Another area I find rewarding at HFV is the rural visits. We meet some amazing people who are a little more remote than us in Victoria. They often don’t get to Melbourne for specialist consultations or HFV events, so we do our best to travel to them. At one rural visit one of the youth said it was the first time he had met someone else with haemophilia. It’s amazing to chat to the ladies, mothers, daughters and grandmothers. They have some great stories, although some of them have not had much support outside their families. Some are not sure how to start looking into their own care. We cannot give medical advice, but can listen, tell our stories and point them in the right direction. It’s very rewarding.
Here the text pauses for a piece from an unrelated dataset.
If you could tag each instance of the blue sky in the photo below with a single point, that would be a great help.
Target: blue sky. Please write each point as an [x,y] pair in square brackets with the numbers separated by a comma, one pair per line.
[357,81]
Our men and boys are very important to us, but we need to be there for them, as healthy and informed women, who are strong enough to advocate for ourselves. As a mum, I know that if my Mum isn’t right (or well) the whole family suffers. When our boys move from paediatric care to the adult hospital, it is their time to start advocating for themselves. We can support this by advocating for ourselves and our future health as we age.

I am, of course, writing this from the perspective of a woman in a family with haemophilia. But we are also talking about bleeding disorders such as von Willebrand disease, as this has a big impact on many women’s lives. I have had the recent pleasure of getting to know a family affected by this disorder and look forward to their contributions and stories to increase the awareness and understanding of this closely related issue.

I look forward to the next exciting National Haemophilia magazine and future HFA publications and hearing other people’s stories, as we all have a different story to tell. Remember, we must advocate for ourselves and our families to the best of our ability and share the knowledge: knowledge is power.